Washington - Arab Today
Republican presidential candidate Donald Trump was under fire Wednesday for a remark which is being interpreted by his critics as implying that someone ought to shoot his Democratic rival, Hillary Clinton.
Speaking at a rally in support of gun rights in North Carolina, Trump said that if Clinton became president she would appoint judges to the US Supreme Court that could overturn the Second Amendment to the US Constitution, which gives Americans the right to bear arms.
"Hillary wants to abolish -- essentially abolish the Second Amendment," Trump said. "By the way, if she gets to pick, if she gets to pick her judges, nothing you can do, folks. Although the Second Amendment people, maybe there is, I don't know".
By "Second Amendment people" doing something, Trump was referring to gun rights advocates.
Robby Mook, Clinton's campaign manager, said in a statement: "This is simple -- what Trump is saying is dangerous. A person seeking to the be president of the United States should not suggest violence in any way," he said.

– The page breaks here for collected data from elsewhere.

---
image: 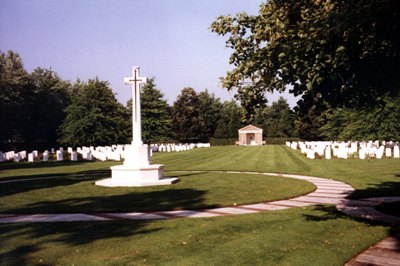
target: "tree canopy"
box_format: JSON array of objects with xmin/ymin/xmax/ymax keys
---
[
  {"xmin": 213, "ymin": 100, "xmax": 242, "ymax": 139},
  {"xmin": 255, "ymin": 97, "xmax": 297, "ymax": 138},
  {"xmin": 127, "ymin": 78, "xmax": 172, "ymax": 144},
  {"xmin": 59, "ymin": 78, "xmax": 129, "ymax": 147},
  {"xmin": 197, "ymin": 90, "xmax": 222, "ymax": 142},
  {"xmin": 0, "ymin": 51, "xmax": 71, "ymax": 147},
  {"xmin": 211, "ymin": 0, "xmax": 400, "ymax": 110}
]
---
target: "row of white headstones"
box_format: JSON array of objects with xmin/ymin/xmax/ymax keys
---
[
  {"xmin": 286, "ymin": 141, "xmax": 400, "ymax": 159},
  {"xmin": 0, "ymin": 143, "xmax": 211, "ymax": 163}
]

But Jason Miller, Trump's senior communications adviser, said Trump was only referring to gun rights advocates coming out to vote for him and defeating Clinton.
"It's called the power of unification -- 2nd Amendment people have amazing spirit and are tremendously unified, which gives them great political power," Miller said. "And this year, they will be voting in record numbers, and it won't be for Hillary Clinton, it will be for Donald Trump".
That did not satisfy many Democrats. Democratic Senator Chris Murphy, who supports limiting the right to own guns in the wake of many mass shootings in the US, said in a Tweet: "Don't treat this as a political misstep. It's an assassination threat, seriously upping the possibility of a national tragedy and crisis".